The issue of institutional investors surely deserved a short reference. The code definitely needs to cater adequately for these entities. In the interest of institutional shareholders, the need to protect effective autonomy in the exercise of voting rights by institutional investors, which in many instances are themselves controlled directly or indirectly by the boards of the plcs themselves, or by the majority shareholder of the plc, is imperative.
This issue cannot be overlooked again. At the very least the institutional investor should be obliged to make full disclosure of its voting decisions. Ideally, where the institutional investor has to vote in general meeting of its parent organisation, then such voting rights should be delegated to an independent group of investors, which more widely represent the true identity of the beneficial owners of the investment managed by the institutional investors.
In an endeavour to assist the truly independent director in the exercise of his duties and obligation as a director, the code should grant the independent director the automatic right to revert to the appropriate authority/regulator, in cases where he considers his position on the board as becoming untenable due "to oppression" from other members of the board, particularly in the case of a majority shareholder.
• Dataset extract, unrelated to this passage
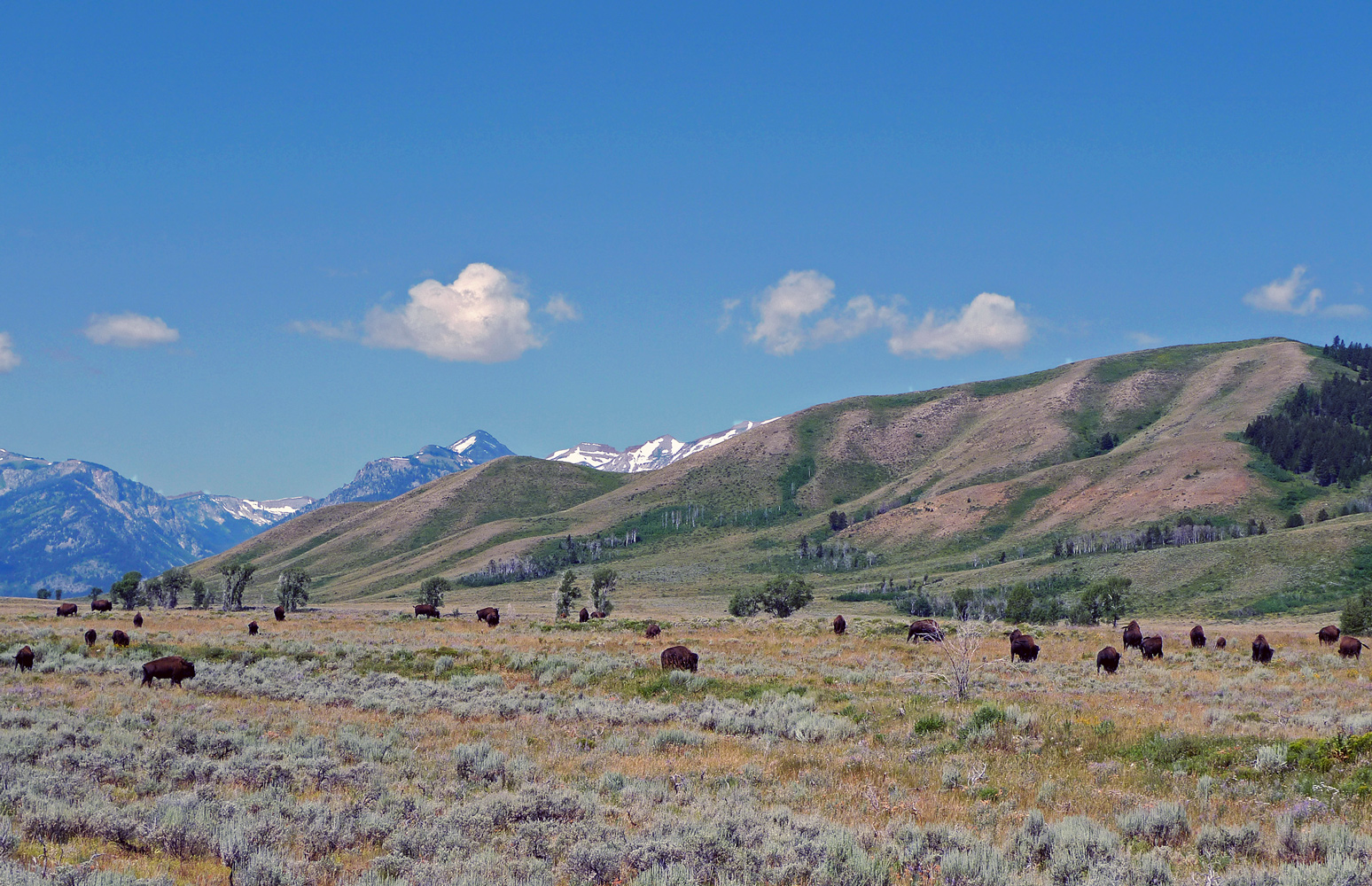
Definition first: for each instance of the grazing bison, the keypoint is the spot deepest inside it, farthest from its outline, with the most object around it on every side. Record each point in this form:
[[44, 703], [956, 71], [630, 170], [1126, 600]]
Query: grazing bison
[[1024, 646], [1352, 648], [680, 658], [925, 630], [170, 668]]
A mechanism should also be in place to enable all or any of the independent directors to communicate with shareholders on issues that they believe are of interest to them (the shareholders).
Independent directors should also have the liberty to seek independent legal advice on how to carry out their duties as directors. Costs in connection with such action(s) are to be borne by the plc concerned.
John G. Borg-Bartolo, FCIB is a former senior Central Bank executive and a former non-executive director on the board of HSBC Bank Malta plc. He also served for eight years as bank inspector, a ministerial appointment.